As of the publication of this post, the Kids Online Safety Act has earned the co-sponsorship of more than 60 senators, including Majority Leader Schumer. This comes after critical updates urged by civil society groups and youth advocates. This would be a significant leap forward towards accountability in no small part due to the advocacy of watchdog groups, youth advocates and parents. It will then need the same bipartisan majority support in the House to progress to the President’s desk.

As a show of the momentum behind this issue, Senators Cantwell and Cruz have also reaffirmed their commitment by co-sponsoring COPPA 2.0, a bill that updates the existing 1998 to strengthen its provisions that center privacy by design. 

Uniquely, kids’ online safety and privacy generates vast support that spans party lines.
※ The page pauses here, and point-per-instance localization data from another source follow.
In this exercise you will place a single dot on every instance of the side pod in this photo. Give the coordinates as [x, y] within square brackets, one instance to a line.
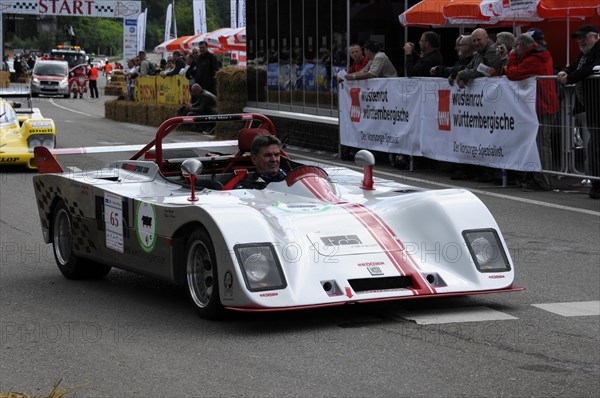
[45, 161]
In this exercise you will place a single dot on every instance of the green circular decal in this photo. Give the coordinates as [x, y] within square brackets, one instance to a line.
[145, 225]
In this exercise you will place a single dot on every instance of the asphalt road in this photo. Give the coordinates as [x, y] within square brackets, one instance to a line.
[133, 336]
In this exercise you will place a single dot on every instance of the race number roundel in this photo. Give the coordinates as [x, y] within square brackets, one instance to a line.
[145, 225]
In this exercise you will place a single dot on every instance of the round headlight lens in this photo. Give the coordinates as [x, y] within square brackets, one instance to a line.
[484, 251]
[48, 143]
[34, 142]
[256, 267]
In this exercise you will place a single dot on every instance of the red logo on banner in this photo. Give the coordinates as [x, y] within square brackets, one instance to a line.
[444, 110]
[355, 104]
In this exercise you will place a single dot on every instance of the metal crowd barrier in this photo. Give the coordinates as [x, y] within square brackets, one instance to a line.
[568, 145]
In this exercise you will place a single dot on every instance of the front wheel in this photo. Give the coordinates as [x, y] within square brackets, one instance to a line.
[69, 264]
[202, 276]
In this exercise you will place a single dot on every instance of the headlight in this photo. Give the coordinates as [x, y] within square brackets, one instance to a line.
[33, 142]
[486, 250]
[260, 266]
[48, 142]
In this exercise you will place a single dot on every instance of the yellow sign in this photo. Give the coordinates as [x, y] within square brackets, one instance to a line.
[170, 90]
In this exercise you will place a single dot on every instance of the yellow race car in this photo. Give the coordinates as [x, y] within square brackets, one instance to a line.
[22, 128]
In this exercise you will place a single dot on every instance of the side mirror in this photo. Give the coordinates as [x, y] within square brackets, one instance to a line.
[366, 159]
[191, 167]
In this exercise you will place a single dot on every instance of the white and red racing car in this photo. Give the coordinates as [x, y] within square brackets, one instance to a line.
[326, 236]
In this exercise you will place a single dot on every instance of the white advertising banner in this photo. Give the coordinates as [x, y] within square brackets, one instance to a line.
[130, 39]
[381, 114]
[491, 123]
[241, 13]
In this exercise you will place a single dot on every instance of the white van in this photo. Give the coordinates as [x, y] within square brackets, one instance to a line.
[50, 78]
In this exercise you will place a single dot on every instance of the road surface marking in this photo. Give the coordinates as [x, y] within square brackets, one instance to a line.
[576, 308]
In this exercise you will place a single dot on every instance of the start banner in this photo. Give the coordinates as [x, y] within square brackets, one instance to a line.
[492, 122]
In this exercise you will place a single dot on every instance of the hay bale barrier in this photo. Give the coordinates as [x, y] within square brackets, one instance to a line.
[231, 98]
[117, 85]
[4, 79]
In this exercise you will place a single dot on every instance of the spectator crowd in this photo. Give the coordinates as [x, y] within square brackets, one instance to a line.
[516, 58]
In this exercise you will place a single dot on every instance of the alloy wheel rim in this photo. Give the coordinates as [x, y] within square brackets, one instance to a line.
[200, 274]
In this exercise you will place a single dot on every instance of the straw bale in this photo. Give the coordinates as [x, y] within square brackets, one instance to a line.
[137, 113]
[116, 88]
[4, 79]
[231, 84]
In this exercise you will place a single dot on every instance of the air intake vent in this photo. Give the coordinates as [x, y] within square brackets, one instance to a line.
[387, 283]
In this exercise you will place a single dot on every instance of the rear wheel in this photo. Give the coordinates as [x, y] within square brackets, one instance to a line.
[202, 276]
[69, 264]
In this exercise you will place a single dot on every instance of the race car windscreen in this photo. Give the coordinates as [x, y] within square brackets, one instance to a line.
[50, 69]
[8, 116]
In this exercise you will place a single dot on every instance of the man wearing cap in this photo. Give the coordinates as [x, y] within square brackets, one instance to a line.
[485, 56]
[538, 36]
[379, 64]
[529, 59]
[587, 92]
[420, 65]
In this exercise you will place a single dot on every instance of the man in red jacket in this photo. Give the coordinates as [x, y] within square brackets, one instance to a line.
[586, 92]
[530, 59]
[93, 81]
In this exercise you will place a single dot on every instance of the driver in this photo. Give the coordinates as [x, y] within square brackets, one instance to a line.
[265, 153]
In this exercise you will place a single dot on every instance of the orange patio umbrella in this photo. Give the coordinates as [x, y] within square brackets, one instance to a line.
[563, 9]
[424, 13]
[526, 10]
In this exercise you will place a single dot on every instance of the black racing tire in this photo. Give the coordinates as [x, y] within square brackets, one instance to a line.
[69, 264]
[202, 277]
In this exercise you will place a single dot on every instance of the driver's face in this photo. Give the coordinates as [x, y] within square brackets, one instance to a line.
[267, 160]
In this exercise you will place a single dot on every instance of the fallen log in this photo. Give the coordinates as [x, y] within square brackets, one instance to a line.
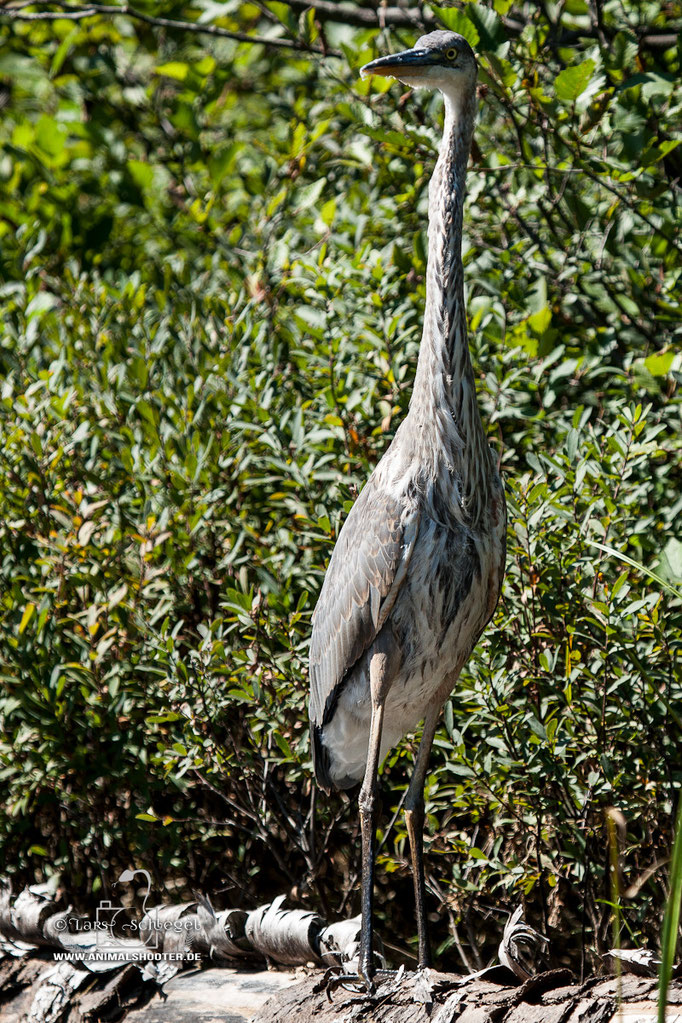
[437, 997]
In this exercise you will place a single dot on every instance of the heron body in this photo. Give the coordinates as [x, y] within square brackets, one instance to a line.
[417, 568]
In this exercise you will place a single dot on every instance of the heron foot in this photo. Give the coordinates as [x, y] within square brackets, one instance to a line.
[356, 983]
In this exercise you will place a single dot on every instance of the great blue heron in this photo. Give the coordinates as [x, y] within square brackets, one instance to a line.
[416, 572]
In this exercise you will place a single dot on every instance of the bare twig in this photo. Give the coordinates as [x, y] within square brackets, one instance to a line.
[77, 12]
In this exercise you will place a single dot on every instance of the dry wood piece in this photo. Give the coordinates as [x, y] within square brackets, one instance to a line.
[400, 998]
[173, 929]
[225, 932]
[288, 936]
[53, 993]
[25, 919]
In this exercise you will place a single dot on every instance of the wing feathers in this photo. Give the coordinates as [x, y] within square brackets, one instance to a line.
[367, 568]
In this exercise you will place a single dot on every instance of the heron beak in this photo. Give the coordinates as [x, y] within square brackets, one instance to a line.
[397, 63]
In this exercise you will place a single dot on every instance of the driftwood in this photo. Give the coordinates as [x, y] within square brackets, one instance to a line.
[55, 966]
[436, 997]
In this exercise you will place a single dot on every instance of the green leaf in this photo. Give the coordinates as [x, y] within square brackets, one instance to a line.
[175, 69]
[660, 362]
[571, 82]
[26, 617]
[458, 20]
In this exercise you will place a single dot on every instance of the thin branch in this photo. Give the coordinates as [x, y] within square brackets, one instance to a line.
[74, 12]
[325, 10]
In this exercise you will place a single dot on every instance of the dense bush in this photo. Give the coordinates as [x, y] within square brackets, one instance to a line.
[213, 277]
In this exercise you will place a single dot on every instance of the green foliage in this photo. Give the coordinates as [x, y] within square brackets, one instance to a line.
[212, 276]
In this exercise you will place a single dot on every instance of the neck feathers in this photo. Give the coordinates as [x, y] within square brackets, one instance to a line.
[444, 408]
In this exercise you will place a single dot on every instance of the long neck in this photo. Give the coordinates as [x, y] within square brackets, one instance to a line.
[444, 409]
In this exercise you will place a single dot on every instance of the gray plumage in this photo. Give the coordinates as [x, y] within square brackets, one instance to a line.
[416, 571]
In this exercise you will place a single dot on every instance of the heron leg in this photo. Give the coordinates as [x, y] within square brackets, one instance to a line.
[381, 672]
[414, 818]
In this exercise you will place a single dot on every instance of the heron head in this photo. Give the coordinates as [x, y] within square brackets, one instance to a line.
[440, 60]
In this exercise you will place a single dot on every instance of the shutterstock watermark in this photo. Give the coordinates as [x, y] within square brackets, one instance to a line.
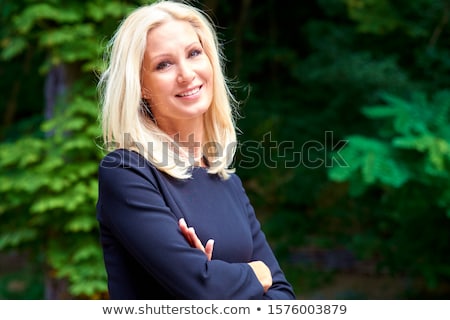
[249, 154]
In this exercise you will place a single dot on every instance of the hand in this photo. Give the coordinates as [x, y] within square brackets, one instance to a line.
[263, 274]
[194, 241]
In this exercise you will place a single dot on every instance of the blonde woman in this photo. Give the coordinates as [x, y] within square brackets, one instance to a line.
[175, 221]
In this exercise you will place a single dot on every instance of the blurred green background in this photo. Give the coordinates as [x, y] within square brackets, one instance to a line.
[344, 150]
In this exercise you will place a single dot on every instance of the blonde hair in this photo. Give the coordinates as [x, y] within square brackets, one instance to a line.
[125, 123]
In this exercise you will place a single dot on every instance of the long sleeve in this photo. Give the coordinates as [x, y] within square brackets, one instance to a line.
[147, 257]
[281, 288]
[136, 219]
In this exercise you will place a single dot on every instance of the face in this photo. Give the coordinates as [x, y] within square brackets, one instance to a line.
[177, 77]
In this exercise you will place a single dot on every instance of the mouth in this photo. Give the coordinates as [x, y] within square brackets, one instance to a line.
[190, 92]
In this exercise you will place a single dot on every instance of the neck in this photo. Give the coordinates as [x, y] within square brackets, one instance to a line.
[189, 137]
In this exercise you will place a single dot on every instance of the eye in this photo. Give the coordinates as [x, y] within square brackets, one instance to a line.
[195, 52]
[163, 65]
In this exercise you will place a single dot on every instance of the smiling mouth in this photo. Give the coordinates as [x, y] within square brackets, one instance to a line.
[190, 92]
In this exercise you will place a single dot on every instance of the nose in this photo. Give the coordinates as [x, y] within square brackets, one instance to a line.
[185, 73]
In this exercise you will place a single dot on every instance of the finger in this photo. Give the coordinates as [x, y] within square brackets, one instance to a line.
[209, 248]
[195, 240]
[185, 231]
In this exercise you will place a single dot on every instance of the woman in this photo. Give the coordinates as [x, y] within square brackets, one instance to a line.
[175, 221]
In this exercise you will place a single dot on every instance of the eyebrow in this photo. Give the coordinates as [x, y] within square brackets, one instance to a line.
[162, 55]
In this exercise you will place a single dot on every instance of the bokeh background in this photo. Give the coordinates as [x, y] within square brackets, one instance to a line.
[344, 144]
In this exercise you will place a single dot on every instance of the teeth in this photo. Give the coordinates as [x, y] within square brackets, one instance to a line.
[190, 93]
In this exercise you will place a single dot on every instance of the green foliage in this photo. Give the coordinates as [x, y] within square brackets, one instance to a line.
[408, 165]
[389, 206]
[49, 188]
[48, 178]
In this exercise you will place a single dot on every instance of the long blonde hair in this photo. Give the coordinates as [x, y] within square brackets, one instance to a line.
[125, 123]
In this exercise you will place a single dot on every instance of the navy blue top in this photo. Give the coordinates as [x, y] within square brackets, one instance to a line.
[147, 257]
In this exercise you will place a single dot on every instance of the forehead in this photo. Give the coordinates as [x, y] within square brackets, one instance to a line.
[171, 33]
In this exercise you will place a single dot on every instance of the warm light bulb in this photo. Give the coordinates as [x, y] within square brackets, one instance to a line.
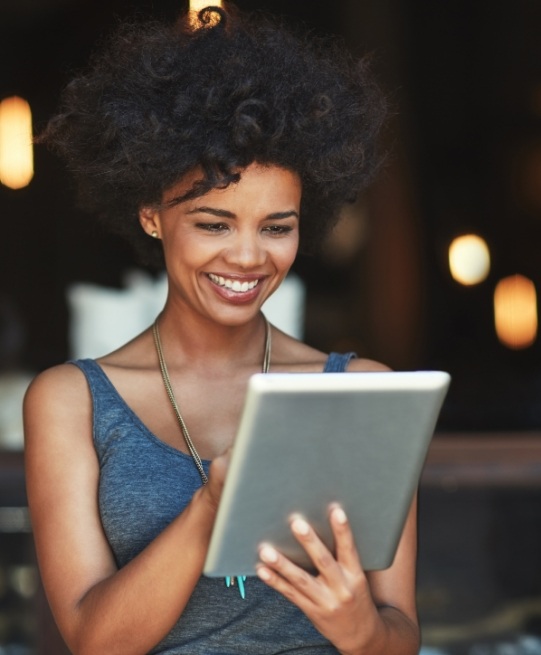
[515, 312]
[469, 259]
[195, 8]
[16, 153]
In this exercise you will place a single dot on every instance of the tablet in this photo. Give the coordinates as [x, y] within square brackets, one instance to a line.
[306, 440]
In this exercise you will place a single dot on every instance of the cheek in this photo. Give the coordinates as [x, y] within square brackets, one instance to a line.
[285, 256]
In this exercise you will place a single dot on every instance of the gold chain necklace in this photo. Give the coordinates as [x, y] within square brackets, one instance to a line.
[189, 443]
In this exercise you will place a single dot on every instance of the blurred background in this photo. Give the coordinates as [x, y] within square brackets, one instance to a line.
[436, 266]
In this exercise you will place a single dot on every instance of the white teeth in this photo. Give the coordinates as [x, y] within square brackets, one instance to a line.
[234, 285]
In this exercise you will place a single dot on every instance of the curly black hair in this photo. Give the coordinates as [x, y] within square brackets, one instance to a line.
[159, 100]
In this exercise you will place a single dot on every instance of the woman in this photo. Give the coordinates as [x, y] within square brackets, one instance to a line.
[216, 149]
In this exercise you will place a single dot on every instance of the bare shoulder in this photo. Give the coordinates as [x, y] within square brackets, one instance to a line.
[293, 355]
[59, 385]
[57, 407]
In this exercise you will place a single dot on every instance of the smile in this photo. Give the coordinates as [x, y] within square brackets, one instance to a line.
[233, 285]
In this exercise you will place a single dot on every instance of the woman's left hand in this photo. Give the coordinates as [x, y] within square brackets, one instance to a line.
[337, 598]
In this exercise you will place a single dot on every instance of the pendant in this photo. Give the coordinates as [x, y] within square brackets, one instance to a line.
[239, 580]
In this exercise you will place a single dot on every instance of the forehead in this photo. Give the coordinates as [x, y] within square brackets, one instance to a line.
[259, 182]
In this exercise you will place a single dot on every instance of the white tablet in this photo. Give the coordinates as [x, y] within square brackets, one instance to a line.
[307, 440]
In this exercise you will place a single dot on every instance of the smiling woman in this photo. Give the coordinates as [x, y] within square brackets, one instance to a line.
[230, 249]
[219, 151]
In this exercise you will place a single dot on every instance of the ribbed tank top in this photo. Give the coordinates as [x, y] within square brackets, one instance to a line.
[144, 484]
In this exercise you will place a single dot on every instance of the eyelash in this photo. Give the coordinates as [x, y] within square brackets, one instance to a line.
[274, 230]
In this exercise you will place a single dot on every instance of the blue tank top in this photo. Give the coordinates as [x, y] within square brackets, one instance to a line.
[144, 484]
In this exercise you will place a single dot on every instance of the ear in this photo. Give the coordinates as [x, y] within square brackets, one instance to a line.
[150, 221]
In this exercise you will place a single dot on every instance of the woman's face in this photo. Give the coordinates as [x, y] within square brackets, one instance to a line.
[226, 252]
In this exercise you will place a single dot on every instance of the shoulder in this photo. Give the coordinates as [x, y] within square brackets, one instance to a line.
[56, 393]
[65, 378]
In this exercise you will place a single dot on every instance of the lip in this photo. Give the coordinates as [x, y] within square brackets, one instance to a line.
[236, 296]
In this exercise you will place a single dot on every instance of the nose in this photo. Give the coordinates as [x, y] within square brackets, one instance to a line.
[245, 251]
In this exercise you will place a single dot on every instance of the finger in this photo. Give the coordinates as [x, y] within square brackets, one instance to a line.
[284, 576]
[321, 557]
[347, 553]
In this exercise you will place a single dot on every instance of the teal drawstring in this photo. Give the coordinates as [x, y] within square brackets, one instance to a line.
[241, 579]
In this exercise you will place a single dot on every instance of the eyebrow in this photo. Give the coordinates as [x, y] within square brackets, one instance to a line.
[223, 213]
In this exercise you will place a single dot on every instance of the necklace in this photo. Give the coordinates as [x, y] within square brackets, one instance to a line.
[229, 580]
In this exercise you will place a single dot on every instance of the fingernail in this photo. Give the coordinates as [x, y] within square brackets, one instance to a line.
[340, 515]
[268, 554]
[300, 527]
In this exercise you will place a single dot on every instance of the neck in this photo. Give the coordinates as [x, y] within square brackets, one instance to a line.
[211, 345]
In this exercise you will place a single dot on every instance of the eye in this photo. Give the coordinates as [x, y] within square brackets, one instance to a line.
[213, 227]
[277, 229]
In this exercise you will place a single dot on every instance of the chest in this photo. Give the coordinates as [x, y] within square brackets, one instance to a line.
[209, 407]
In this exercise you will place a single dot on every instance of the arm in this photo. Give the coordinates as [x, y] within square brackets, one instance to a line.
[361, 613]
[98, 608]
At both the state and federal levels, leaders are pairing with unlikely allies to tackle this issue. Because of that, advocates like Design It For Us – a first-of-its-kind youth-led coalition – are afforded the opportunity to continue to mobilize young people across the country and the world based on shared values and urgency. In the coming months, kids online safety and privacy advocates will fight to pass state legislation like the Kids Code in Maryland, Minnesota, and Vermont, and federal legislation like the Kids Online Safety Act and the Children’s Online Privacy Protection Act to pass legislation that is decades overdue. 

Although lawmakers are 25 years late to the fight, there’s never been more urgency to finally achieve accountability, safety and privacy online.